Splints may be unsightly, but they don’t usually cause a horse too many problems. Vet Leona Bramall explains how they should be managed.
Splints are bony enlargements (exostoses) of the interosseous ligament that connects the splint bones to the cannon bone.
Inflammation and mineralisation of the ligament causes a surface bone reaction to the splint and cannon bones, resulting in the development of small to large bony lumps which can be felt around the splint bone region of the lower limb. Splints can occur throughout the year, but there is a higher incidence during the summer months.
For the most part, splints are cosmetic blemishes that don’t interfere with a horse’s long-term athletic ability.
However, some can result in significant lameness, especially in the immediate injury period or, in rare cases, where there is impingement of the suspensory ligament.
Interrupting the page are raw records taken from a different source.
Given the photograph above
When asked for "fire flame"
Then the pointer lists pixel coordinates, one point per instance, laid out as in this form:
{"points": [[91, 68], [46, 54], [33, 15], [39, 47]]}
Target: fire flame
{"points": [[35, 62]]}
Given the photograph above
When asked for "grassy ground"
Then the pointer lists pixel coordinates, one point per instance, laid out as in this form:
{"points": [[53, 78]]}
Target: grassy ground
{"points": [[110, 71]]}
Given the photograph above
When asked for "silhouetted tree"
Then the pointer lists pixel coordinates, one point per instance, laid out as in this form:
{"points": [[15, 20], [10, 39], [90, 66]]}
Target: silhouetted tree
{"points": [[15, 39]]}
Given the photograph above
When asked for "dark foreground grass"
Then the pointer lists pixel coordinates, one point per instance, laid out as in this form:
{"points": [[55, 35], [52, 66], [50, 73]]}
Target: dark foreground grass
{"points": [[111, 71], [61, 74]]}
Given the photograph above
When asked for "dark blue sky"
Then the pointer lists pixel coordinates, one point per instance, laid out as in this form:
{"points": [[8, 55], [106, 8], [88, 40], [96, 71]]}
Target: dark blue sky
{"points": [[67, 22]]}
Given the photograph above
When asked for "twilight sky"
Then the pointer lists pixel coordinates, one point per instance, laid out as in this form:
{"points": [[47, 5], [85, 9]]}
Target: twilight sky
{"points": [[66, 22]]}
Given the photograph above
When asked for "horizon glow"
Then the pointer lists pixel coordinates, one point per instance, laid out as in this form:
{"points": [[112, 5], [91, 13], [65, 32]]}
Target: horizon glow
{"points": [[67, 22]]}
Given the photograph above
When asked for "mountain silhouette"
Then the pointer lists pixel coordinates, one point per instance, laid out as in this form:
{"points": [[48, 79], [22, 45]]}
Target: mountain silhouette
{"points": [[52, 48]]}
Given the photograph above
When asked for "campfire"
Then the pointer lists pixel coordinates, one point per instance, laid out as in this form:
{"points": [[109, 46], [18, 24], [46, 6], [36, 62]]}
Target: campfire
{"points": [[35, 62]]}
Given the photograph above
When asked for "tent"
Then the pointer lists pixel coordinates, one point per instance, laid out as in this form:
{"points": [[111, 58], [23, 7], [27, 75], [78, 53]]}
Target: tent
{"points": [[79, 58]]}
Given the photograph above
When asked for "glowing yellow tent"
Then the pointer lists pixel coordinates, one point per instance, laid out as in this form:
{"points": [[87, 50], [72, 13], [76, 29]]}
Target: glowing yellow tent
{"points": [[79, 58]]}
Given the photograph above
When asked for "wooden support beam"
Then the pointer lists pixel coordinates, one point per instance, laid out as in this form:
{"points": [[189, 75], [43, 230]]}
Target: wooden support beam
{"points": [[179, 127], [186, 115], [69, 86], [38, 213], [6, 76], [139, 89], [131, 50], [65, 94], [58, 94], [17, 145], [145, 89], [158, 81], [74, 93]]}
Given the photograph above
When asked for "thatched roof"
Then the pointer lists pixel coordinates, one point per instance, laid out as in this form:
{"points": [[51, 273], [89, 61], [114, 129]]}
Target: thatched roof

Each limb has two splint bones: the medial (second metacarpal bone, MC2); and the lateral (fourth metacarpal bone, MC4), which course on either side of the back of the cannon bone.
Splints generally affect the top third of the affected bone, but they are certainly not limited to this area and can occur in any part throughout the length of the bone.
The medial (inside) forelimb splint bone is most commonly affected, but splints may occur on the lateral (outside) forelimb splint bone, or indeed on either hindlimb splint bone, although this is less common.
Splints can occur as a result of trauma, foot imbalance, or secondary to poor knee conformation, namely bench knee. Young horses are more commonly affected, but splints can affect horses of any age.
Signs and diagnosis
Clinical signs vary in severity. Some horses show no evidence of pain or lameness, whereas others do appear lame, have soft tissue inflammation and pain on palpation.